Drugs Affecting Blood and Blood Formation — MCQs

Drugs Affecting Blood and Blood Formation Indian Medical PG Practice Questions and MCQs

Question 171: An elderly woman who suffered a stroke was treated with alteplase and improved considerably. To prevent stroke recurrence, what medication is she most likely to be treated with indefinitely?

A. Aspirin (Correct Answer)
B. Warfarin
C. Urokinase
D. Enoxaparin

Explanation: **Explanation:** **1. Why Aspirin is Correct:** The patient has suffered an **ischemic stroke** (implied by the use of alteplase). For long-term secondary prevention of non-cardioembolic ischemic strokes, **antiplatelet therapy** is the standard of care. Aspirin (low dose, 75–150 mg) irreversibly inhibits the enzyme **Cyclooxygenase-1 (COX-1)**, preventing the synthesis of Thromboxane A2. This inhibits platelet aggregation and reduces the risk of recurrent arterial thrombosis indefinitely. **2. Why the Other Options are Incorrect:** * **Warfarin (Option B):** This is an oral anticoagulant. It is indicated for stroke prevention only if the stroke was **cardioembolic** (e.g., due to Atrial Fibrillation). In a standard non-cardioembolic stroke, antiplatelets are preferred over anticoagulants due to a lower risk of major bleeding. * **Urokinase (Option C):** This is a thrombolytic agent (fibrinolytic). Like alteplase, it is used for the **acute** management of a stroke to dissolve an existing clot. It is never used for long-term prophylaxis. * **Enoxaparin (Option D):** This is a Low Molecular Weight Heparin (LMWH) administered parenterally. It is used for DVT prophylaxis or acute anticoagulation, not for the indefinite secondary prevention of ischemic stroke. **3. NEET-PG Clinical Pearls:** * **Golden Hour:** Alteplase (rt-PA) must be administered within **3 to 4.5 hours** of the onset of ischemic stroke symptoms. * **Dual Antiplatelet Therapy (DAPT):** In high-risk TIA or minor stroke, a combination of Aspirin and Clopidogrel is often used for the first 21–90 days, followed by long-term monotherapy. * **Primary Side Effect:** The most common side effect of long-term Aspirin is **gastrointestinal mucosal damage** and bleeding.

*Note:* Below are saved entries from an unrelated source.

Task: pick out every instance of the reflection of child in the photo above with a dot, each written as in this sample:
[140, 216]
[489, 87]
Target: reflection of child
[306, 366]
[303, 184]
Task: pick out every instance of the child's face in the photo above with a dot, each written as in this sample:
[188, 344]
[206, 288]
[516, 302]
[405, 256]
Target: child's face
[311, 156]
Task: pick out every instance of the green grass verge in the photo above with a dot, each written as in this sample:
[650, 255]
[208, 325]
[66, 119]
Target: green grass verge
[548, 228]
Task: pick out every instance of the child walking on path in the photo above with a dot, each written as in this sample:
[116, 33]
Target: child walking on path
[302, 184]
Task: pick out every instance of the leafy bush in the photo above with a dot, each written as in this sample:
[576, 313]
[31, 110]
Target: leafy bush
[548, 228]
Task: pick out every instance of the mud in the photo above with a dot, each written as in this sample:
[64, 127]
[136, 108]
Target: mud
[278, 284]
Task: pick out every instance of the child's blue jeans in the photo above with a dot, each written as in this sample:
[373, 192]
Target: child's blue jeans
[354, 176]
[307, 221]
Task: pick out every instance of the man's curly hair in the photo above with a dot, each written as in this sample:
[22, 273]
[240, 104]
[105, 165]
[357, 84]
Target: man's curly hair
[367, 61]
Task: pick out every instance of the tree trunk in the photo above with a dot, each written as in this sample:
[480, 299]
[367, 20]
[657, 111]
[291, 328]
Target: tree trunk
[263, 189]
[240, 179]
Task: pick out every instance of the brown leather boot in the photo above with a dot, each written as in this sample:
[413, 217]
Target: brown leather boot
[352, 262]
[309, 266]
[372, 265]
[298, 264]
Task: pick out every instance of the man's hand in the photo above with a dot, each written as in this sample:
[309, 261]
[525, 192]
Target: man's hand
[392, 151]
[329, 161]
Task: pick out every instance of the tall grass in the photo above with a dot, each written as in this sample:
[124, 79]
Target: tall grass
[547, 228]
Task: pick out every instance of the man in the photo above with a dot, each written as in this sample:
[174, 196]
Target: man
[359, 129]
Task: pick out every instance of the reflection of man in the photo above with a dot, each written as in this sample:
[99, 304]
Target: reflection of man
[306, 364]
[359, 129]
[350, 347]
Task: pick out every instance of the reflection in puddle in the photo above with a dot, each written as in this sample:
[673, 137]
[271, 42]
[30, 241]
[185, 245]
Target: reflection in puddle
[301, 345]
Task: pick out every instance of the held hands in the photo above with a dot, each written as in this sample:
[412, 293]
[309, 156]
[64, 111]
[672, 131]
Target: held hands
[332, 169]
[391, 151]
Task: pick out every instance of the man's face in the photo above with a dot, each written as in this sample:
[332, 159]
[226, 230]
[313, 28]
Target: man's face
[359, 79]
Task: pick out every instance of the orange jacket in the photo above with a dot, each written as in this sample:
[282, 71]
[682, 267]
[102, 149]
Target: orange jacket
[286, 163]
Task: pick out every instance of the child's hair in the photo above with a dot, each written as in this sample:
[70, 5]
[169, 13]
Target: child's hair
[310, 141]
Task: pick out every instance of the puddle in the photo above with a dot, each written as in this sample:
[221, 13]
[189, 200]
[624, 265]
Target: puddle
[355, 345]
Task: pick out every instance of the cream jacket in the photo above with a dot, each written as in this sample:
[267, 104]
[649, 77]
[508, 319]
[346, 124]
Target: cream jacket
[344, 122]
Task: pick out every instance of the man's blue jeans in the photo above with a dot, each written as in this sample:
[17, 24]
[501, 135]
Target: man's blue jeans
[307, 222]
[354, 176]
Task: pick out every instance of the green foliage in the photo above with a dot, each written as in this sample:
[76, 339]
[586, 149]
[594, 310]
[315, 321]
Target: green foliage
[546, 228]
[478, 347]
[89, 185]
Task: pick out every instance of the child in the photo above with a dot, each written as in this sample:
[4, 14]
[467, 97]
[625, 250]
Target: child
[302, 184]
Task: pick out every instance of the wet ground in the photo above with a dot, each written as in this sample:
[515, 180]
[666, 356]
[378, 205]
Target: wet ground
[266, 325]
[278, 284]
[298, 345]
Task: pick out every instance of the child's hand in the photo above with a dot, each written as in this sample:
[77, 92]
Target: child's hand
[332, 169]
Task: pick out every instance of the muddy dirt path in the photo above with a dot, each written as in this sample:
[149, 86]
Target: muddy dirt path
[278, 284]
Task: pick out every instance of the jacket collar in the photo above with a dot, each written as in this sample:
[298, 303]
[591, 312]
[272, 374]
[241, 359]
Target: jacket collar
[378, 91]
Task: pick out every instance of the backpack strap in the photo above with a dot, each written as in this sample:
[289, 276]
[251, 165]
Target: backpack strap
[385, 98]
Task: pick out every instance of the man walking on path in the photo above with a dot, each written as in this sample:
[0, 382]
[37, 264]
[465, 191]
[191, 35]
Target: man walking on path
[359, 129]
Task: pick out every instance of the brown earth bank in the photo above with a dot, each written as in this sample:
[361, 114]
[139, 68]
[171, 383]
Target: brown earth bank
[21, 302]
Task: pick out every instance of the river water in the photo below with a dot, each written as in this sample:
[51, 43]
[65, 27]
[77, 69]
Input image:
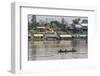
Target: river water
[48, 50]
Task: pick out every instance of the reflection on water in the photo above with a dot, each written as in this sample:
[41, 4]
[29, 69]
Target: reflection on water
[48, 50]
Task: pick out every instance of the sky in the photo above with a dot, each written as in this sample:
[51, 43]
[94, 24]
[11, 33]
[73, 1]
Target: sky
[49, 18]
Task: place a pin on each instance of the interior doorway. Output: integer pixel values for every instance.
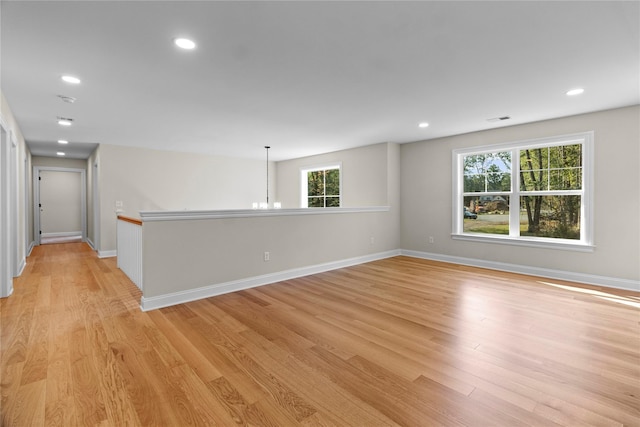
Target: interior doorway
(59, 205)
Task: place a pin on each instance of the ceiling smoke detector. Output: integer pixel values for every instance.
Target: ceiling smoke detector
(498, 119)
(67, 99)
(63, 121)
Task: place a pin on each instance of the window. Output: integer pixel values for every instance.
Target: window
(321, 186)
(532, 192)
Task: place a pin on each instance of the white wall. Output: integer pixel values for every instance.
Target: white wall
(426, 179)
(146, 179)
(182, 256)
(21, 158)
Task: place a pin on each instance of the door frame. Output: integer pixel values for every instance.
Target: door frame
(6, 269)
(36, 198)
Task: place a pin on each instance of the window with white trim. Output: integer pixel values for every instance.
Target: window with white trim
(535, 192)
(321, 186)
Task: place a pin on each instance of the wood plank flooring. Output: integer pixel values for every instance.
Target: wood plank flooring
(395, 342)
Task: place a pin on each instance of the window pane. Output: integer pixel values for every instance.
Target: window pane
(486, 214)
(333, 182)
(315, 183)
(333, 202)
(565, 179)
(474, 183)
(316, 202)
(533, 179)
(487, 172)
(550, 216)
(551, 168)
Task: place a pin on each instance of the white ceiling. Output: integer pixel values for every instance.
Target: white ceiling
(307, 77)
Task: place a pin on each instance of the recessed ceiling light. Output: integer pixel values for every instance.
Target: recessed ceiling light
(499, 119)
(576, 91)
(185, 43)
(71, 79)
(67, 99)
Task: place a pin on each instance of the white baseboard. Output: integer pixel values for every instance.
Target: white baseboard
(62, 234)
(182, 297)
(610, 282)
(21, 267)
(107, 254)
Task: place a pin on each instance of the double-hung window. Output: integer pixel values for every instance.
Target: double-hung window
(535, 192)
(320, 186)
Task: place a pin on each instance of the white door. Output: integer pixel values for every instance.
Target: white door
(60, 203)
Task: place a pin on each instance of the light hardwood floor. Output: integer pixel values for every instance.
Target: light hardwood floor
(400, 341)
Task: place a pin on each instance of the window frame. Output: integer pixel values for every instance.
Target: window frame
(304, 194)
(586, 241)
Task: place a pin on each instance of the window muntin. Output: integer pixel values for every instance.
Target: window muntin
(321, 187)
(533, 191)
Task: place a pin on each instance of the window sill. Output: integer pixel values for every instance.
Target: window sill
(532, 242)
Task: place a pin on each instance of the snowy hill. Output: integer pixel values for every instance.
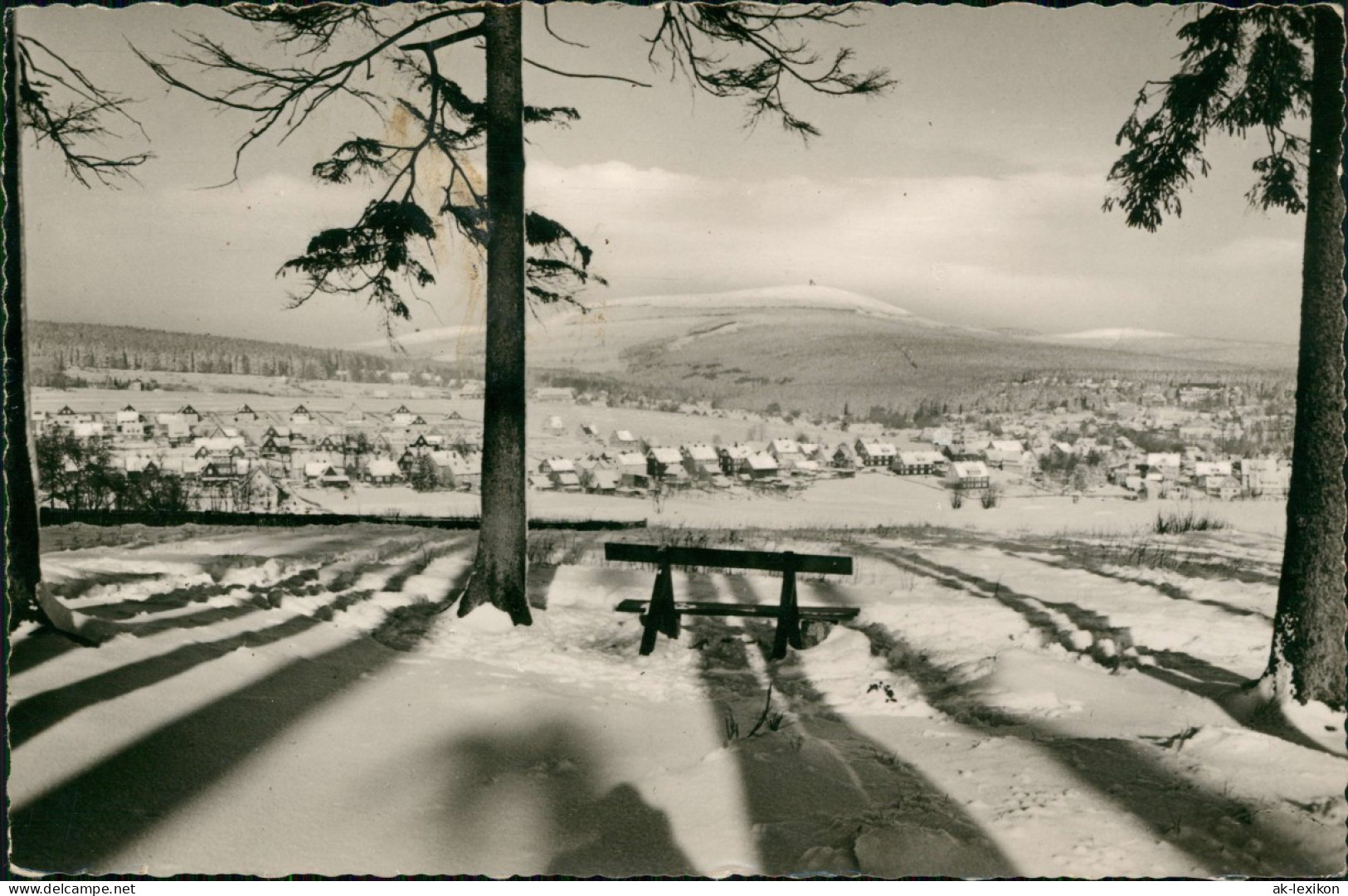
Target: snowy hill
(813, 348)
(1117, 334)
(783, 297)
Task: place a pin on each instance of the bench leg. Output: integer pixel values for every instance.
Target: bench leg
(789, 615)
(661, 616)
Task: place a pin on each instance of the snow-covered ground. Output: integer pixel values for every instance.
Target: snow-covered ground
(291, 701)
(864, 501)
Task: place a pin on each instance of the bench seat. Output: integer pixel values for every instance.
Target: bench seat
(716, 608)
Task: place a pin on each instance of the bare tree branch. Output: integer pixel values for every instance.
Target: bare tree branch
(573, 75)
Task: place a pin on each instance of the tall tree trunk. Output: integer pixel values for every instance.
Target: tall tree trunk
(1308, 641)
(499, 569)
(22, 572)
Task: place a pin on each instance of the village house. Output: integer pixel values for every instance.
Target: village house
(937, 436)
(1204, 470)
(1223, 487)
(1265, 477)
(131, 425)
(601, 480)
(918, 462)
(325, 476)
(1002, 450)
(562, 473)
(700, 460)
(457, 470)
(843, 457)
(382, 470)
(759, 465)
(968, 475)
(786, 453)
(875, 453)
(554, 394)
(1199, 392)
(664, 464)
(1164, 462)
(731, 457)
(90, 430)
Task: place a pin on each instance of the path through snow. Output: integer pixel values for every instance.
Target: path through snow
(276, 705)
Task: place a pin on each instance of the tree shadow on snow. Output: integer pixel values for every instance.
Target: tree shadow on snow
(1168, 589)
(821, 796)
(90, 816)
(1220, 833)
(1177, 669)
(533, 792)
(30, 717)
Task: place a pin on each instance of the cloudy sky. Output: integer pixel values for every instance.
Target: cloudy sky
(970, 193)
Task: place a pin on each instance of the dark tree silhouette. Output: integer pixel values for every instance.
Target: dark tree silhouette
(739, 50)
(61, 108)
(1263, 71)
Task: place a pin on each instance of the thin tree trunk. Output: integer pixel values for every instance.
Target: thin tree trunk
(1308, 641)
(499, 569)
(21, 512)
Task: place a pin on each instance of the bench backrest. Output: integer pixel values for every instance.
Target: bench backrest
(720, 558)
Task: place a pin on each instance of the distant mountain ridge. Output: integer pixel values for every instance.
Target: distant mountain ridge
(820, 348)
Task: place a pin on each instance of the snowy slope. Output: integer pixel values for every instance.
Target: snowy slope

Question 172: Streptokinase and urokinase are contraindicated in which of the following conditions?

A. Intracranial malignancy (Correct Answer)
B. Pulmonary embolism
C. AV fistula
D. Thrombophlebitis

Explanation: **Explanation:** Streptokinase and urokinase are **fibrinolytic (thrombolytic) agents** that convert plasminogen to plasmin, which subsequently degrades fibrin clots. Because these drugs induce a systemic lytic state, they carry a significant risk of severe hemorrhage. **Why Intracranial Malignancy is the Correct Answer:** Intracranial malignancy is an **absolute contraindication** for thrombolytic therapy. Tumors within the brain are often highly vascular or can cause structural compromise of the blood-brain barrier. Administering a fibrinolytic agent in this setting poses an extremely high risk of **fatal intracranial hemorrhage (ICH)**. Other absolute contraindications include a history of prior ischemic stroke (within 3 months), active internal bleeding, or recent intracranial/intraspinal surgery. **Analysis of Incorrect Options:** * **B. Pulmonary Embolism:** This is actually a primary **indication** for thrombolytics, especially in "massive" PE associated with hemodynamic instability (hypotension). * **C. AV Fistula:** The presence of an arteriovenous fistula (commonly used for hemodialysis) is not a contraindication for streptokinase or urokinase. * **D. Thrombophlebitis:** While usually treated with NSAIDs or anticoagulants, superficial thrombophlebitis is not a contraindication for using thrombolytics if they are needed for a more serious concurrent condition (like an MI). **NEET-PG High-Yield Pearls:** * **Mechanism:** Streptokinase is non-fibrin specific (acts on both circulating and clot-bound plasminogen), whereas Alteplase (tPA) is fibrin-specific. * **Antidote:** In case of overdose or excessive bleeding, use **Epsilon-aminocaproic acid** or **Tranexamic acid**. * **Side Effect:** Streptokinase is antigenic; it can cause hypersensitivity reactions and should not be repeated within 6–12 months due to neutralizing antibodies.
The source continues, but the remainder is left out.